How does he look on the ice?

What are scouts saying?

Source: Mitchell Brown of Elite Prospects

Strengths: “Dragicevic possesses elusive footwork and slick hands, which he can use in tandem to dance around and embarrass anyone who tries to recklessly pressure him. He has an absolute bomb of a slap shot that he loves to uncork and lean in to, but he also has a hard, accurate wrist shot that he can use to try beating a goalie clean or send in for a deflection. As good as he is on the attacking line, he’s also not shy about getting closer to the net to generate offense, whether that’s by driving the puck himself deep along the wall or into in high danger, or by moving forward with a burst of quickness to get open for a bang-bang play or trying to sneak in undetected. Unsurprisingly, he’s a monster on the power play and has what it takes to quarterback a top unit in the NHL one day. He’s also a major factor at driving the play up the ice and into the offensive zone, keeping his head up and controlling the puck at full flight as he weaves through traffic.” – McKeen’s Draft Guide

Weaknesses: “Dragicevic’s game has some real warts, highlighted most notably by, as one scout aptly describe to me, ‘clunky feet.’ He gives too much in his gaps, likely to compensate for his footwork and also his processing speed (he’s just doesn’t pick up on when to close gaps in real time fast enough). He lacks foot speed going in straight lines forwards and backwards, where his stride can look rushed and heavy, and his pivots are a real issue.” – Scott Wheeler of The Athletic

Where can I find more information?

  • Corey Pronman of The Athletic (link) ($$) ranked Dragicevic No. 31 overall
  • Scott Wheeler of The Athletic (link) ($$) ranked Dragicevic No. 36 overall
  • Chris Peters of FloHockey (link) ranked Dragicevic No. 34 overall
  • Smaht Scouting (link) ranked Dragicevic No. 44 overall
  • Lizz Child (Area 51 Sports): Profile and interview with Lukas Dragicevic

Last thoughts

Following a theme of this draft, Dragicevic is not without risk in his profile – he’s relatively new to his position, struggled with rush defense, and wasn’t particularly effective as an in-zone defender either. As Mckeen’s notes: “The sheer range of possibility for how his career goes is immense from one end to the other. It’s entirely possible that he ends up as one of the 10 best players to come from this class, yet at the same time, it also wouldn’t be particularly surprising if his development went sideways, and he never ended up sniffing the NHL.”
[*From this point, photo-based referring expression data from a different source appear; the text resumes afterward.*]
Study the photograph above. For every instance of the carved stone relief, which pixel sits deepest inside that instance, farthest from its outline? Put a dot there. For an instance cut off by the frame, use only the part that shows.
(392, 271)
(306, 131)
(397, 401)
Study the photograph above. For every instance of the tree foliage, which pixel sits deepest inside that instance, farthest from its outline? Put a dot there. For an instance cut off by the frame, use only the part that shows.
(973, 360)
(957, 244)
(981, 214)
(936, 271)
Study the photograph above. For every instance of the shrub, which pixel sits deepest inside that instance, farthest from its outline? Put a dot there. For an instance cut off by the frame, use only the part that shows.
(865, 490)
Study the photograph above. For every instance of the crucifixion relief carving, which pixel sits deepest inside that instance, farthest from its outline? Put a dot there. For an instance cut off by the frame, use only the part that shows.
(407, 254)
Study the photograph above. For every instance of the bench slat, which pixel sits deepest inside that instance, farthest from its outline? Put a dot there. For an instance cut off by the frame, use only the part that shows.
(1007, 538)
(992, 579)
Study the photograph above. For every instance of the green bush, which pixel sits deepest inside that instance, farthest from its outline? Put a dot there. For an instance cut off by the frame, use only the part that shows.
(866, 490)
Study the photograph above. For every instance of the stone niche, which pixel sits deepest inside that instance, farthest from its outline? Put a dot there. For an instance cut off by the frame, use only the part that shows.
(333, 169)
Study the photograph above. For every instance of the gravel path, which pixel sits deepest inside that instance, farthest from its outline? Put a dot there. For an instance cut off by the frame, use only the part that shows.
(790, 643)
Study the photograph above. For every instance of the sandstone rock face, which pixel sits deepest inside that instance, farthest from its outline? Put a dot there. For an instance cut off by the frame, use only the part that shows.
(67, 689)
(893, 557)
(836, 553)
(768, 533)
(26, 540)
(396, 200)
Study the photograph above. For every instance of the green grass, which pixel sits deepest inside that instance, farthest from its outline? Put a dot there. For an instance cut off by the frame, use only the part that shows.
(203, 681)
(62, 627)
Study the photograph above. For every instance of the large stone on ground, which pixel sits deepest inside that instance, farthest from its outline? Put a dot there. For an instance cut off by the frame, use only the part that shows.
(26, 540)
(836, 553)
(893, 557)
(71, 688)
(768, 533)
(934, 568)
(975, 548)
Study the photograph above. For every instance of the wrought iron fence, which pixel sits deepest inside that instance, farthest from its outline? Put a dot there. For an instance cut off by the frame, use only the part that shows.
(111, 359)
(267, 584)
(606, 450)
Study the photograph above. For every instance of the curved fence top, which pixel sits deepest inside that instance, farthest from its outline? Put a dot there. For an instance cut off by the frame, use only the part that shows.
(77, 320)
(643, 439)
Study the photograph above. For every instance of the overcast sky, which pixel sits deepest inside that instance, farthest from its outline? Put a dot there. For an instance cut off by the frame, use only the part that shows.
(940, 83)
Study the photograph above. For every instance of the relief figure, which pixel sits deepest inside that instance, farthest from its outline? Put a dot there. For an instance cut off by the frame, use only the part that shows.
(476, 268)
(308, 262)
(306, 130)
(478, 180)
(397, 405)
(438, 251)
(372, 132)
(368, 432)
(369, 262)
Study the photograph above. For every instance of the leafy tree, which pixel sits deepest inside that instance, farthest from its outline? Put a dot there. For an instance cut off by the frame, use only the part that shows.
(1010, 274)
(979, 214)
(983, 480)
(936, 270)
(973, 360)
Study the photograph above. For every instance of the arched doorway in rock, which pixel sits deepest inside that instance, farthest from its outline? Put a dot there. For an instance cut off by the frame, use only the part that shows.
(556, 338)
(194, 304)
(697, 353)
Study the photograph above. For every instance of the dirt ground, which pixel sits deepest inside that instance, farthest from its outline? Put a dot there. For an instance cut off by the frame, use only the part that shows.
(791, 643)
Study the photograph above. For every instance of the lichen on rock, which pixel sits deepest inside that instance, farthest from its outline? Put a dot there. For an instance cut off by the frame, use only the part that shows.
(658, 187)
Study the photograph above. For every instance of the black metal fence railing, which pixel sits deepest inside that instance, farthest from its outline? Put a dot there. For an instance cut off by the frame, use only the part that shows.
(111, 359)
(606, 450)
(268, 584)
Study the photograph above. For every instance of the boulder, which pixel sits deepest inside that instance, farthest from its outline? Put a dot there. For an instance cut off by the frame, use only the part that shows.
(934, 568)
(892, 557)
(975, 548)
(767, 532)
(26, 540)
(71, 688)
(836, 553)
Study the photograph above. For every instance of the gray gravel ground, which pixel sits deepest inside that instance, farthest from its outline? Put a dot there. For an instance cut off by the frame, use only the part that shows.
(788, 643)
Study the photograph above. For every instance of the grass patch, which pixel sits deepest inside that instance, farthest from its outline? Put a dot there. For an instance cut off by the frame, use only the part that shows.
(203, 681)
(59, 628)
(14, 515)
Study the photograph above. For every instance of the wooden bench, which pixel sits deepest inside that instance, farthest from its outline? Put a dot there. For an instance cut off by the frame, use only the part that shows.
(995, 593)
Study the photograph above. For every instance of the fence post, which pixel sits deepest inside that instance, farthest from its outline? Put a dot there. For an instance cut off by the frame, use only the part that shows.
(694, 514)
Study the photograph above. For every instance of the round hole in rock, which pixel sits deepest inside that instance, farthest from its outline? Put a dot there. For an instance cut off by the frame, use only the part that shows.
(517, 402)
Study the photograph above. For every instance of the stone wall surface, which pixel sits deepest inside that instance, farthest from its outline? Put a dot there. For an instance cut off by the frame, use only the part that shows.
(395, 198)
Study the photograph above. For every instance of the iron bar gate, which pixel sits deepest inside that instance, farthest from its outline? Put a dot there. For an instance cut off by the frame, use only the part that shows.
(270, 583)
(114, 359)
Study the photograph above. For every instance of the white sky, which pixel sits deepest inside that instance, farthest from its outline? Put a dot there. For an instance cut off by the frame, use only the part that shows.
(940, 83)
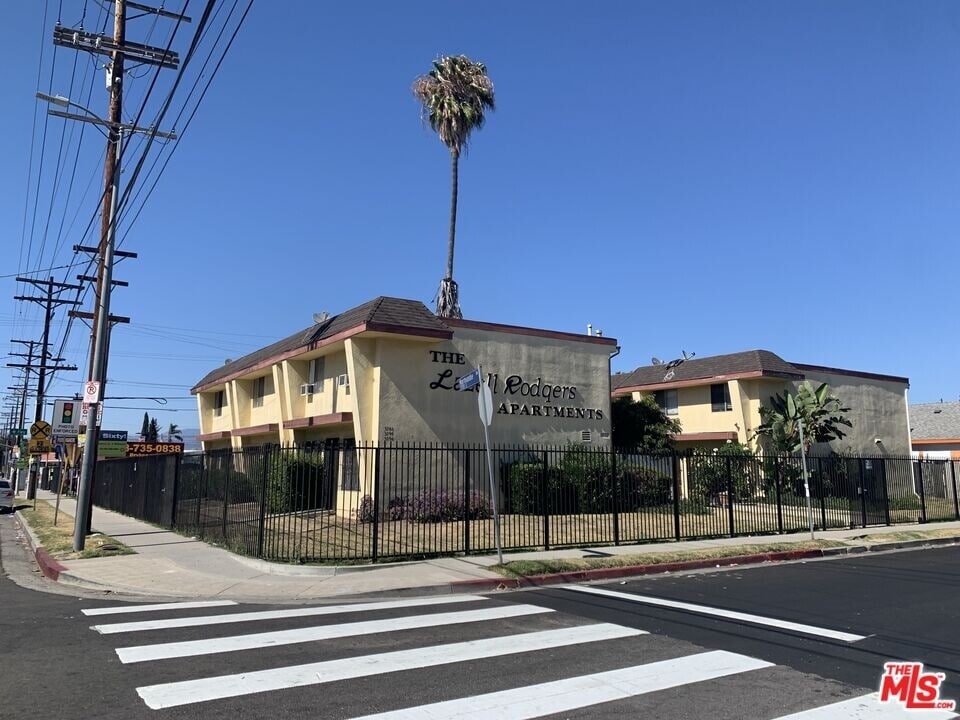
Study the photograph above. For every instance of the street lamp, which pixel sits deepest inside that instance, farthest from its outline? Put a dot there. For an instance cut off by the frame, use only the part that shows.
(105, 282)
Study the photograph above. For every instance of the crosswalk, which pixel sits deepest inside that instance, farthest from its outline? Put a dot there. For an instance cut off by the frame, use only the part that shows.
(457, 656)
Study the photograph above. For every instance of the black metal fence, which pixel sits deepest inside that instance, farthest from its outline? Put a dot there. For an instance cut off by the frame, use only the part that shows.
(344, 503)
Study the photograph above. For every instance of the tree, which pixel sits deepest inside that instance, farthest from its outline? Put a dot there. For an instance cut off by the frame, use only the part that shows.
(455, 96)
(823, 416)
(642, 425)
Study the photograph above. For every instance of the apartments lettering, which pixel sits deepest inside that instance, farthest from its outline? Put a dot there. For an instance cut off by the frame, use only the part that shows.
(522, 396)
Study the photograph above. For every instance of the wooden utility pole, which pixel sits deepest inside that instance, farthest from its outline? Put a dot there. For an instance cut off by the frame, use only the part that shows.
(118, 49)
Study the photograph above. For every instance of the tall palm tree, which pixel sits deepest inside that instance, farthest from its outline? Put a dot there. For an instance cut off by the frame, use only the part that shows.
(174, 433)
(455, 95)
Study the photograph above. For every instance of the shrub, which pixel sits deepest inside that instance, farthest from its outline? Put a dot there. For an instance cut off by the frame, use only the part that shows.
(295, 481)
(644, 487)
(364, 510)
(726, 469)
(444, 506)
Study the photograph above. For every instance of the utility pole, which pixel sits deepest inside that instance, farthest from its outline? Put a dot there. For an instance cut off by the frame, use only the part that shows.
(23, 401)
(117, 48)
(41, 369)
(49, 301)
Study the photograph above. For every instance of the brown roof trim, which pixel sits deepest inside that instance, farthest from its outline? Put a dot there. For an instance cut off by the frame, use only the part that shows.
(221, 435)
(329, 419)
(323, 342)
(403, 330)
(533, 332)
(709, 380)
(852, 373)
(257, 430)
(698, 437)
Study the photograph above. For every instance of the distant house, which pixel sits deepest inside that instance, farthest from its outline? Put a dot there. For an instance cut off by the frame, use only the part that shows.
(718, 399)
(935, 430)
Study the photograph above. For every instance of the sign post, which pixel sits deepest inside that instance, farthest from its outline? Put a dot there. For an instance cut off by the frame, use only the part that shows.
(485, 406)
(806, 477)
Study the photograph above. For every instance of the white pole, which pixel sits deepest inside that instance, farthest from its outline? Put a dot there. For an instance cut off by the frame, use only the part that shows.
(493, 489)
(806, 477)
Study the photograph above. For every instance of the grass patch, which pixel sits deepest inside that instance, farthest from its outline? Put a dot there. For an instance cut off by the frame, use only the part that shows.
(58, 539)
(901, 535)
(523, 568)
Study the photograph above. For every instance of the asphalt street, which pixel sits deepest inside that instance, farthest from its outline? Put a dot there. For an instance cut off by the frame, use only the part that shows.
(560, 653)
(903, 602)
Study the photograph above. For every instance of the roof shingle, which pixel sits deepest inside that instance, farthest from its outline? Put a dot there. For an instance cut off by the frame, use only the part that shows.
(384, 313)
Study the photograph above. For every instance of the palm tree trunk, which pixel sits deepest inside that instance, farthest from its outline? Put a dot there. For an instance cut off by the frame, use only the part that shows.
(455, 162)
(448, 299)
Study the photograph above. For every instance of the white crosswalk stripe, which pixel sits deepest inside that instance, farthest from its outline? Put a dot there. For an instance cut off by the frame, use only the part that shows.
(452, 630)
(191, 691)
(233, 643)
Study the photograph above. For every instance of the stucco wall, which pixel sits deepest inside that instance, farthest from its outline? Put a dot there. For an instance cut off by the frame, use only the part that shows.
(878, 410)
(418, 401)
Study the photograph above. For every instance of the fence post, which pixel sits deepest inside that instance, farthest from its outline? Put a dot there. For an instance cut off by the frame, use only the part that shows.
(730, 496)
(923, 496)
(264, 485)
(201, 488)
(776, 493)
(886, 493)
(545, 500)
(675, 472)
(953, 482)
(176, 489)
(376, 503)
(615, 492)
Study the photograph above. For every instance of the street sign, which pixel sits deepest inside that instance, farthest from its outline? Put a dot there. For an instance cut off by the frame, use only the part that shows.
(485, 404)
(40, 430)
(112, 443)
(91, 391)
(66, 418)
(39, 446)
(469, 381)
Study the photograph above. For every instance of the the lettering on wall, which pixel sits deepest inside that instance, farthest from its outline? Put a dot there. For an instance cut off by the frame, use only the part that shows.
(534, 397)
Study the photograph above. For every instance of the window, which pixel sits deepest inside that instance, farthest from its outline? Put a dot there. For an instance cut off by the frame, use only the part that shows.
(316, 374)
(259, 390)
(720, 397)
(668, 401)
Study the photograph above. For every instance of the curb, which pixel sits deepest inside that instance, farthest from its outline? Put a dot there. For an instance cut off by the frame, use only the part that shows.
(48, 566)
(640, 570)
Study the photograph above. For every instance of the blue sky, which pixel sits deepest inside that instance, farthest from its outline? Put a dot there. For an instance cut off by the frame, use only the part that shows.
(700, 176)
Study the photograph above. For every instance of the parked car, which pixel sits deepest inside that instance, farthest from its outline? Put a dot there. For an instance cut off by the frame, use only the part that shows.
(6, 496)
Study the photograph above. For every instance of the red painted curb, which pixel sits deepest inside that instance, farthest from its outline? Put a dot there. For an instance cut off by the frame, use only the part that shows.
(48, 566)
(630, 570)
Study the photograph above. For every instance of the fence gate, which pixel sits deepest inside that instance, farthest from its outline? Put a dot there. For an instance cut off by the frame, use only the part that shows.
(868, 498)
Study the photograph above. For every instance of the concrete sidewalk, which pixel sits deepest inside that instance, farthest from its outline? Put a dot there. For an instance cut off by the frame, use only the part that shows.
(170, 565)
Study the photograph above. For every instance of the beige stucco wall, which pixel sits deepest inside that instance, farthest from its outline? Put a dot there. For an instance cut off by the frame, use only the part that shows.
(878, 410)
(418, 401)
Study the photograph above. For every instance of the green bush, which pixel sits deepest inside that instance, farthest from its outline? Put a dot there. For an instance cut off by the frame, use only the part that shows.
(295, 481)
(731, 467)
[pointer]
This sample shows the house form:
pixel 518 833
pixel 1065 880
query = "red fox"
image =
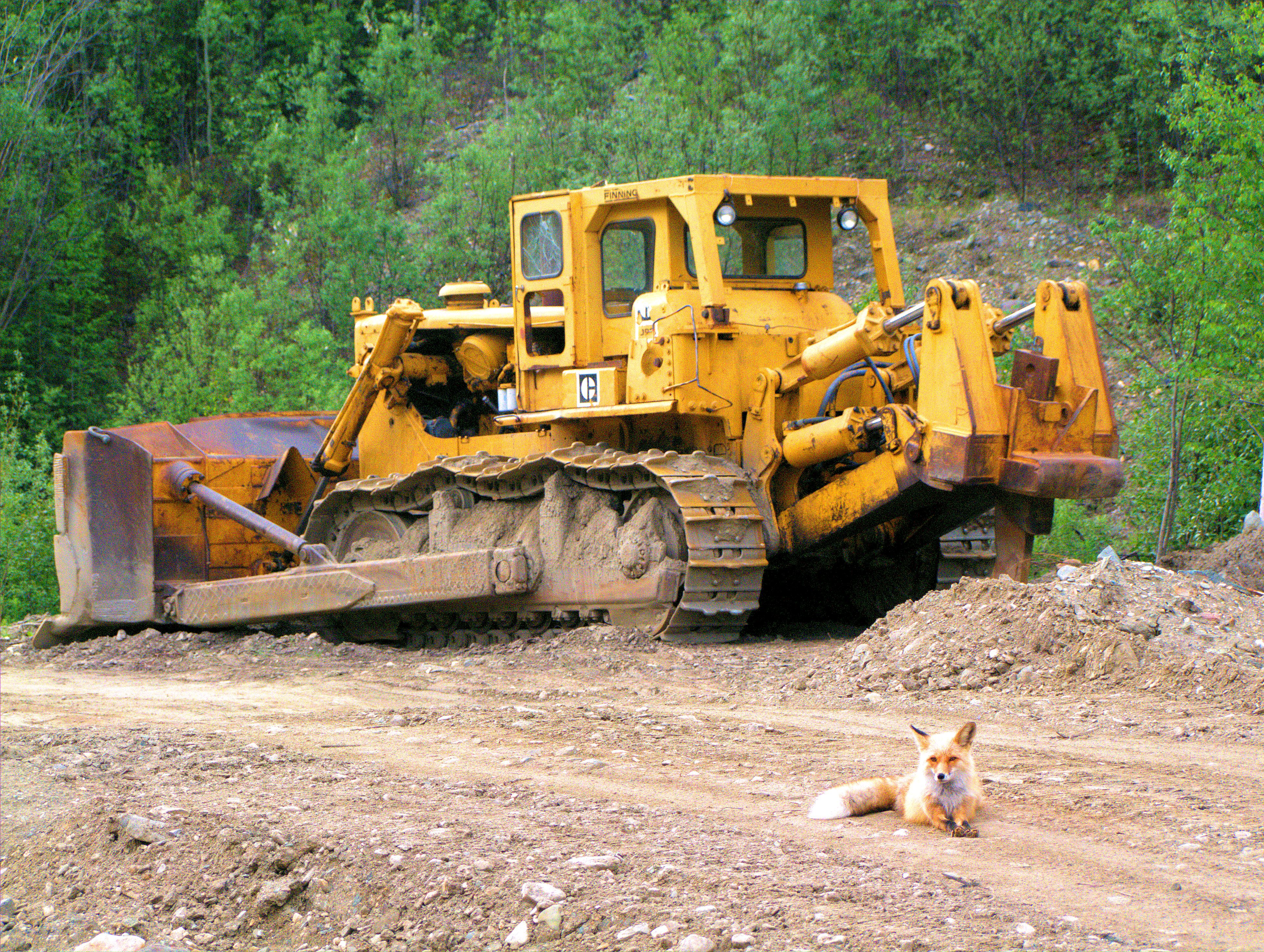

Dragicevic needs to develop significantly on the defensive side and at least some scouts suggest he needs to clean up aspects of his skating. How that goes will determine his future. If the arrow points up in those areas, first-pair potential is not out of the question, particularly if matched with a stronger defensive partner. With moderate progress, he’s a bottom-four type. With little or no progress, he may never become an NHL regular. Still, he’s a terrific bet at pick No. 57 – a steal, in fact.